Prospecting and nurturing are two vital activities salespeople fail to spend time on. To produce better results, you have to find the time to religiously focus on these tasks and activities. Here is where you’ll find the time.
Arrive Earlier, Stay Later
Your company may require you to work from 8:00 AM to 5:00 PM. That may be what they require, but it may not have anything at all to do with what succeeding wildly requires of you.
Getting to work even a half hour earlier to respond to emails, to do your follow up work, or to update your sales force automation means that you gain a half hour later in the day. If you stay an extra half hour to prepare your call lists for the next day, you will have gained a full hour.
That extra hour on an 8-hour day is 11% increase in the time you work. By shifting the time you do administrative tasks, you will find an additional hour to invest in productive prospecting or nurturing activities.
You may have to wake up an hour earlier.
Skip Lunch, Or Make It Meaningful
The most effective people I know do one of three things at lunchtime; they skip lunch, they eat at their desk, or they have lunch with a client, prospect, or someone in their network.
Skipping lunch (or working through your lunch) will buy you another hour of productivity.
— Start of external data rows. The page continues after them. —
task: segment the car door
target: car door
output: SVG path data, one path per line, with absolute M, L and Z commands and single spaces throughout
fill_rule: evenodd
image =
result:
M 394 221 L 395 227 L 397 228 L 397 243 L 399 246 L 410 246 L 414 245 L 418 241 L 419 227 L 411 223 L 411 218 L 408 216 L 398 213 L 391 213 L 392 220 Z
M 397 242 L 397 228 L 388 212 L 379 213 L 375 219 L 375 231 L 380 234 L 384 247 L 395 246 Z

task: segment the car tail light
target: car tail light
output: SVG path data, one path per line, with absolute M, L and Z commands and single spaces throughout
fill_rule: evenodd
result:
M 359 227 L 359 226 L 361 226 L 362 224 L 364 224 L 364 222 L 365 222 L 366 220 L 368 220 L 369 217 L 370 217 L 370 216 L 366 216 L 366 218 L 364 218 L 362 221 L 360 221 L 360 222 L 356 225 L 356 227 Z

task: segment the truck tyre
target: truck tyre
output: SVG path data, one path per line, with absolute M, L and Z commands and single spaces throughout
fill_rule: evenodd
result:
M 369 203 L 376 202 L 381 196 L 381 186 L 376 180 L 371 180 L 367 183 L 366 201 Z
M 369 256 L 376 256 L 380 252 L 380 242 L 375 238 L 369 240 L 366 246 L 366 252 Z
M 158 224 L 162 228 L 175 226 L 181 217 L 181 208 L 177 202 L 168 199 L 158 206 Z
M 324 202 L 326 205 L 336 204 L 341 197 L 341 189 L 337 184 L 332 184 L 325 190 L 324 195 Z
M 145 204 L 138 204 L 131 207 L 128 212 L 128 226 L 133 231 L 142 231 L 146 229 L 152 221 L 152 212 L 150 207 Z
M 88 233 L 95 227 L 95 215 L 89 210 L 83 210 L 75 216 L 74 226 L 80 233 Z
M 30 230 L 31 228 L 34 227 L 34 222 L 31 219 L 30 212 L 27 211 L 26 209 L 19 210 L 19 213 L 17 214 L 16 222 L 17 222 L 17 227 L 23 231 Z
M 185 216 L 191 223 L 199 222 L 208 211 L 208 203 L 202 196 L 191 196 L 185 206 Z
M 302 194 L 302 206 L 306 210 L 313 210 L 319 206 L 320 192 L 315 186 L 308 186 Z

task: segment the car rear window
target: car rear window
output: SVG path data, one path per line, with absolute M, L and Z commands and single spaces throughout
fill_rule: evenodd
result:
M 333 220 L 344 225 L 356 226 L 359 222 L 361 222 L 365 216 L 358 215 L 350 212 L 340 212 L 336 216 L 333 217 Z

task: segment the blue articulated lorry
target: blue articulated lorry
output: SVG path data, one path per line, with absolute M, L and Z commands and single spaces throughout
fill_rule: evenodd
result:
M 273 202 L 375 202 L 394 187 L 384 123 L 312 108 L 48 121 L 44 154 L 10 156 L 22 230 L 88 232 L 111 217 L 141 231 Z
Skipping lunch or eating at your desk is good for two days each week.
Then, schedule a client lunch and invest your time in those relationships, schedule a dream client for lunch and nurture that relationship, and schedule someone in your network for a working lunch.
What if you don’t have anyone to take on one of those days? Then schedule someone from another department within your own company and nurture the internal relationships and grease the skids to make sure that you deliver for your dream clients and clients.
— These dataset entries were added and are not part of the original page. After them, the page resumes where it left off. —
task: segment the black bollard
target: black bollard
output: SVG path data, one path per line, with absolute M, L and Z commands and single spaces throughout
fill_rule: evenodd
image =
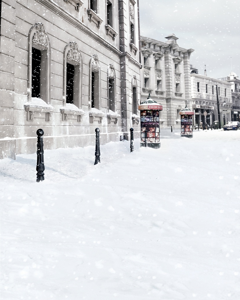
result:
M 144 146 L 146 147 L 147 147 L 148 146 L 148 141 L 147 140 L 147 130 L 145 130 L 145 142 L 144 142 Z
M 94 165 L 96 165 L 98 163 L 100 163 L 100 145 L 99 145 L 99 132 L 100 129 L 99 128 L 96 128 L 95 129 L 96 132 L 96 148 L 95 148 L 95 162 Z
M 134 142 L 133 140 L 133 128 L 130 128 L 130 131 L 131 133 L 131 142 L 130 144 L 130 152 L 133 152 L 134 150 Z
M 38 144 L 37 151 L 37 168 L 36 170 L 38 172 L 37 173 L 37 182 L 42 181 L 44 180 L 44 171 L 45 170 L 44 166 L 44 160 L 43 157 L 43 140 L 42 136 L 44 134 L 42 129 L 38 129 L 37 130 L 38 135 Z

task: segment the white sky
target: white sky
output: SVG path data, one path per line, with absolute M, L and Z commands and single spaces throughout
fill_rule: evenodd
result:
M 190 63 L 208 76 L 240 77 L 240 2 L 226 0 L 139 0 L 141 35 L 164 41 L 169 34 L 178 46 L 195 50 Z

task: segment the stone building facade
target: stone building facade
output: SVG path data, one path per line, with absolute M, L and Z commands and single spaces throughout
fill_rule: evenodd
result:
M 220 79 L 231 85 L 232 121 L 240 122 L 240 79 L 236 73 L 232 71 L 227 77 Z
M 180 127 L 179 112 L 186 104 L 192 109 L 190 59 L 194 50 L 178 46 L 174 34 L 165 38 L 164 42 L 141 37 L 141 100 L 150 93 L 163 106 L 162 127 Z
M 139 131 L 135 0 L 2 0 L 0 158 Z
M 219 104 L 220 123 L 222 127 L 231 121 L 231 84 L 223 80 L 208 77 L 198 74 L 197 70 L 191 69 L 191 82 L 193 109 L 195 112 L 193 125 L 205 127 L 211 126 L 213 122 L 218 120 L 217 101 L 217 86 Z

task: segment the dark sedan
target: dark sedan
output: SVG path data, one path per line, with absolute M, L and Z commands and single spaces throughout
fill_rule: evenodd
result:
M 228 122 L 223 127 L 224 130 L 237 130 L 240 129 L 240 122 L 237 121 Z

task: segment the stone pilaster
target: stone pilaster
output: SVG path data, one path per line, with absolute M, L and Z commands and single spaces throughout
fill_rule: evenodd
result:
M 2 3 L 0 36 L 0 140 L 14 137 L 15 0 Z M 0 140 L 0 158 L 15 157 L 15 142 Z M 13 145 L 13 144 L 14 144 Z

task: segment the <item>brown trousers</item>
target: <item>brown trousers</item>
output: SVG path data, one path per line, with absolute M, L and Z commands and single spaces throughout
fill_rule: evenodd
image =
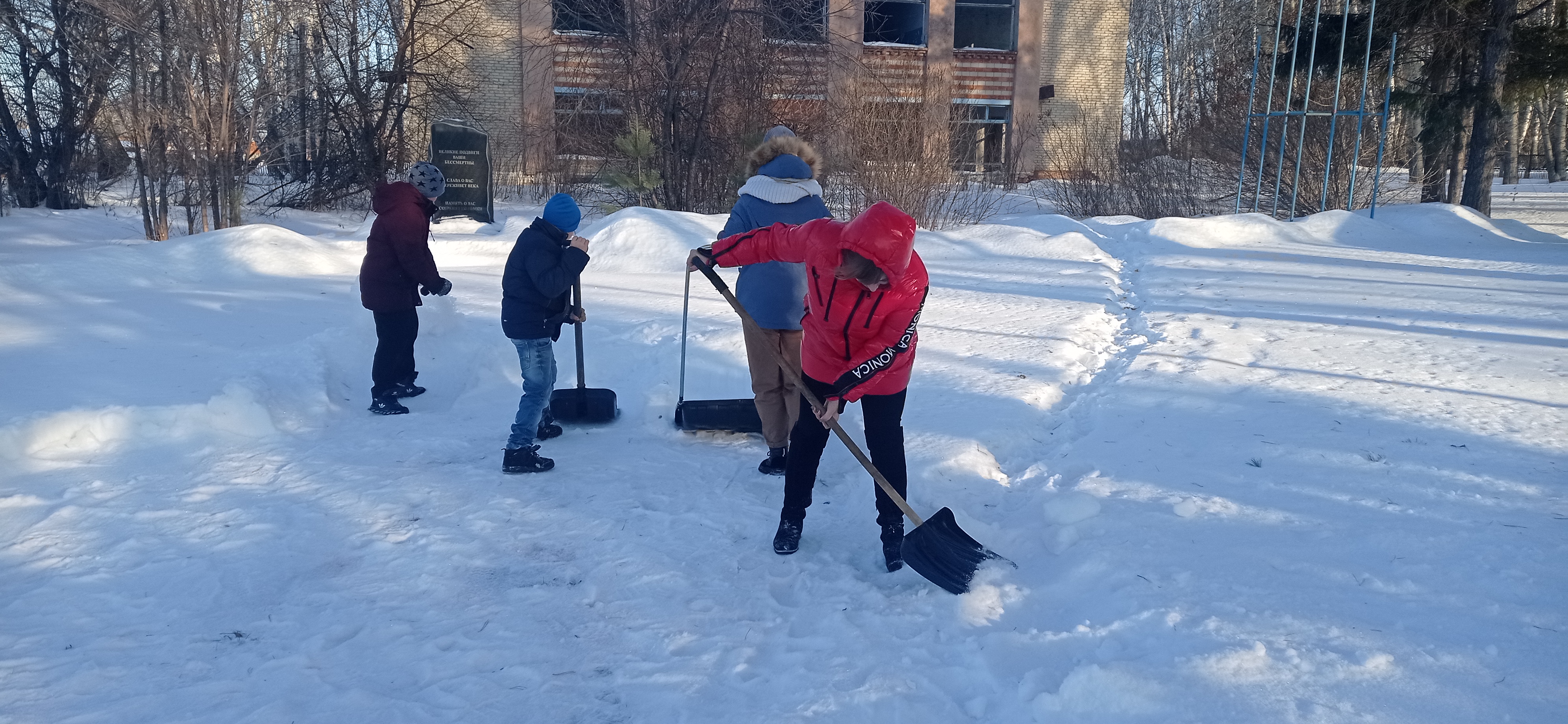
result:
M 746 364 L 751 367 L 751 392 L 756 393 L 757 417 L 762 418 L 762 437 L 770 448 L 789 445 L 789 431 L 800 417 L 800 390 L 789 382 L 768 349 L 778 353 L 800 379 L 800 329 L 754 329 L 745 326 Z

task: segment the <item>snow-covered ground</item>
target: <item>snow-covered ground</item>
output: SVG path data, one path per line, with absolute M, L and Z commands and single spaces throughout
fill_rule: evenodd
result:
M 585 230 L 586 381 L 621 418 L 502 475 L 530 216 L 437 229 L 430 392 L 389 418 L 359 219 L 155 244 L 114 210 L 0 219 L 0 722 L 1568 707 L 1562 237 L 1446 205 L 922 232 L 911 501 L 1019 563 L 953 597 L 881 570 L 845 451 L 786 558 L 760 440 L 671 428 L 682 249 L 721 216 Z M 745 396 L 695 282 L 687 393 Z

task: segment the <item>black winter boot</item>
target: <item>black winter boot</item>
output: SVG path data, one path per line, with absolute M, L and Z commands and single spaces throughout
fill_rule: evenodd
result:
M 883 525 L 883 558 L 889 574 L 903 567 L 903 520 Z
M 789 448 L 768 448 L 768 459 L 757 465 L 764 475 L 784 475 L 784 454 Z
M 779 520 L 779 531 L 773 534 L 773 552 L 787 556 L 800 550 L 801 520 Z
M 397 401 L 397 396 L 378 396 L 370 401 L 370 412 L 378 415 L 406 415 L 408 407 Z
M 423 393 L 425 389 L 414 384 L 412 379 L 408 382 L 398 382 L 397 387 L 392 387 L 392 392 L 389 392 L 392 396 L 420 396 Z
M 543 473 L 555 467 L 555 461 L 549 458 L 539 458 L 539 447 L 528 445 L 522 448 L 506 448 L 502 453 L 500 472 L 514 473 Z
Doing both of the above will find you a net 22% increase in your productive work time. But there is still more.
Avoiding the Weapons of Mass Distraction
This one only gives you back the time you normally waste. This means eliminating much of time you spend with the weapons of mass distraction, the Internet, most emails, more than half your phone calls, and much of time you spend at the water cooler.
If you are completely and totally honest with yourself, there is almost always an hour to be found in time wasted on distractions and novelties. You have to firewall your time from distractions, and you have to plan your day so that you do what is necessary and not urgent.
By doing so, you can easily find another full hour to spend prospecting, nurturing your dream clients, or taking care of your existing clients. This is without suggesting that you do what the most successful salespeople do, which is to do a couple hours of work from home (especially all their administrative tasks and duties).
Protect your time. Invest it wisely in opening and nurturing the relationships that you need to gain and win opportunities.
Where can you find the time you need for prospecting and opening relationships?
Where can you find the time to nurture those relationships?
What are the important, but not urgent, tasks that must be done in order to succeed—even though your sales manager may not be tracking them?
What could an extra hour each day invested in real sales activities do for your results? (That’s 260 hours over the course of the year, or an extra 6.5 weeks)
What are the distractions that prevent you from investing your time as wisely as you might and how can you firewall your time to prevent it from being wasted?